# Made to measure riding boots?



## *Jasmin* (19 November 2012)

Hello everyone!

I´m thinking of buying made to measure boots especially Tucci, de Niro or Sergio Grasso and before I spend a lot of money I wanted to ask, if anyone can tell me something about the quality, leather, durability...?

I want to wear them everyday (not in winter) and for shows.

I would be glad for any advice!

Greetings from Austria


----------



## imr (19 November 2012)

The key thing with MTM is the measuring. Or there is no point. I had a pair of Sarms and previously a pair of Konigs and frankly neither of them were measured properly by the saddleries in question - the Konigs were always a little too tight (inch's) and the Sarms just wrong, and gave the flowerpot effect at the top (derby House). Same for my sister's cavallos (from some place in sweden). I currently have a new pair of MTM Konig Grandgesters which cost a fortune BUT they are perfect pretty much. I got them from Jo Viehoff, he knows what he is doing and measured and adjusted them and tbh I would not get MTMs from anyone else now. He is dutch but travels around a fair bit. 

Sorry, I don't have any experience of the boots you have specifically mentioned so can't help on that.


----------



## ihatework (19 November 2012)

I have a lovely pair of tucci M2M but wouldnt wear them everyday, they are butter soft, would be ruined quickly!!!


----------



## TarrSteps (19 November 2012)

Those are all quite soft boots.

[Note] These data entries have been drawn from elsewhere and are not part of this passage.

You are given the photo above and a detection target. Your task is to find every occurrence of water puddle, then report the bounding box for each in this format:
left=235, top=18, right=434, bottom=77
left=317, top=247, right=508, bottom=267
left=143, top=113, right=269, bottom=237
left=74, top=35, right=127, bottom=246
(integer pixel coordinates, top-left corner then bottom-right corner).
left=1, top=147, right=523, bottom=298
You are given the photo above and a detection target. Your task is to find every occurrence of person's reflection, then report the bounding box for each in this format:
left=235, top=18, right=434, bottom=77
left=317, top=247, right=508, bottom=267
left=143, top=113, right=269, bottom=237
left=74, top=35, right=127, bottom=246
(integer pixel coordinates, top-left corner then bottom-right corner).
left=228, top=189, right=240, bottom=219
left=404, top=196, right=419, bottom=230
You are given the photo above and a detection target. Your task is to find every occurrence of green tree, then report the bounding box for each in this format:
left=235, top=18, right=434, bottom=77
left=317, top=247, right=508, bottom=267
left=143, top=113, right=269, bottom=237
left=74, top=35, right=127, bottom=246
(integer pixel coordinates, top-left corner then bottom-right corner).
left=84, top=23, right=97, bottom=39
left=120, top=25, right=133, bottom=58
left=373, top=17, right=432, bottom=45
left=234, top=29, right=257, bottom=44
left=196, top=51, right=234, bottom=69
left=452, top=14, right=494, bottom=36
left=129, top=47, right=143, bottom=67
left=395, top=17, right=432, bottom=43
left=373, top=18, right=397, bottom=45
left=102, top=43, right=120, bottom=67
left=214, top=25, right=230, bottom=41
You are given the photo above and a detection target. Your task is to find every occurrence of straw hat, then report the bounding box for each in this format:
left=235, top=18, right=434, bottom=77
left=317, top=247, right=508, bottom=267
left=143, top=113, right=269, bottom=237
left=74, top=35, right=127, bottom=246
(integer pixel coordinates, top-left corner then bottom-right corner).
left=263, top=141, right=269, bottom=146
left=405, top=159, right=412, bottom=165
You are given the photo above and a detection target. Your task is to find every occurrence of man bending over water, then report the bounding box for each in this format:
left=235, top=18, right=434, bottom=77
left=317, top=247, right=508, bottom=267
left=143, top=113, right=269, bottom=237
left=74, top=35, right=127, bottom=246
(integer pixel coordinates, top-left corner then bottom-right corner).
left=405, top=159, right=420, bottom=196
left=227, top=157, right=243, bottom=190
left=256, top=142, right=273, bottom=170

It's not really an issue of quality, it's a trade off for comfort and fashion. If you don't expose them to wet, abrasion etc and care for them scrupulously they will last longer but if you're going to do anything else in them - I mean like get a horse in from the paddock - that stilwill cut into their lifespan.

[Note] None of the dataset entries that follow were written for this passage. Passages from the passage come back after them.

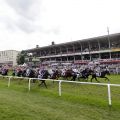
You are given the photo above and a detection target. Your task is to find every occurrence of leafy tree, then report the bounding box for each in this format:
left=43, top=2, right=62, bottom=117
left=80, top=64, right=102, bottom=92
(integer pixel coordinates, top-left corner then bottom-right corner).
left=17, top=51, right=26, bottom=65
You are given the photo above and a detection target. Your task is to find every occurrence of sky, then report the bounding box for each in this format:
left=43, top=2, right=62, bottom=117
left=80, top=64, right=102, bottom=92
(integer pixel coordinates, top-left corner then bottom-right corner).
left=0, top=0, right=120, bottom=51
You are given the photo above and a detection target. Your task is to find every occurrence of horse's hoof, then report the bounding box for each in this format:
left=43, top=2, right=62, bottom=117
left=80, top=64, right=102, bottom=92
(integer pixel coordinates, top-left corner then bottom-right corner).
left=108, top=81, right=110, bottom=84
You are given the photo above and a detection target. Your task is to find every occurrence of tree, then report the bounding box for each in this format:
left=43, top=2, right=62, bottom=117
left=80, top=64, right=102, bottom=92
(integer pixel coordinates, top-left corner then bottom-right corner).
left=17, top=51, right=26, bottom=65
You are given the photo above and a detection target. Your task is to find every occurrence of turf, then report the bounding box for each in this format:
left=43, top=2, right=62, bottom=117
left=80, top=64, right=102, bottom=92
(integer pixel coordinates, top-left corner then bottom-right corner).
left=0, top=74, right=120, bottom=120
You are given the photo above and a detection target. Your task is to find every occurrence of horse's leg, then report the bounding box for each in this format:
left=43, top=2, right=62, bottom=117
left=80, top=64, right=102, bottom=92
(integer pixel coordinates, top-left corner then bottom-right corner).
left=38, top=80, right=42, bottom=86
left=74, top=75, right=77, bottom=81
left=95, top=77, right=100, bottom=82
left=90, top=76, right=94, bottom=82
left=39, top=80, right=47, bottom=88
left=91, top=76, right=99, bottom=82
left=76, top=74, right=80, bottom=81
left=78, top=77, right=80, bottom=81
left=104, top=77, right=110, bottom=83
left=43, top=80, right=47, bottom=88
left=73, top=76, right=76, bottom=81
left=71, top=75, right=76, bottom=81
left=52, top=77, right=55, bottom=84
left=33, top=79, right=36, bottom=83
left=86, top=76, right=88, bottom=82
left=39, top=80, right=44, bottom=86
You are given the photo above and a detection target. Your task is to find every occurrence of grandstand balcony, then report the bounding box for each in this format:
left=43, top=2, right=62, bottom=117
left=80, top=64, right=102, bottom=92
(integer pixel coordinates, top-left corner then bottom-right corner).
left=23, top=33, right=120, bottom=66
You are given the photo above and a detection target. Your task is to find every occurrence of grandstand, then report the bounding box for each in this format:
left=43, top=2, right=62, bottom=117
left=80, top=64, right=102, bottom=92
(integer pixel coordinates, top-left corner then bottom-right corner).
left=23, top=33, right=120, bottom=67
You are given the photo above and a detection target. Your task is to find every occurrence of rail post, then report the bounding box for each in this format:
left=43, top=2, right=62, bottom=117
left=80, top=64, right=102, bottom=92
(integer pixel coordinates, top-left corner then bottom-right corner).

I have to say, my personal experience of mtm boots, saddles etc has been uneven and unsatisfactory. I'm a funny shape so can't usually buy off the rack but have had much more success with semi-custom, as it limits the need for super precise measurements, means to some extent you can try before you buy, and there is more market for used. Plus, if I don't pay top whack I can accept less than perfect. Fixing an unsuccessful mtm product is often a nightmare.


----------



## peewit (19 November 2012)

Donadeos from Joshua Jones. Wow. Soft and comfortable from the word go...


----------



## amage (19 November 2012)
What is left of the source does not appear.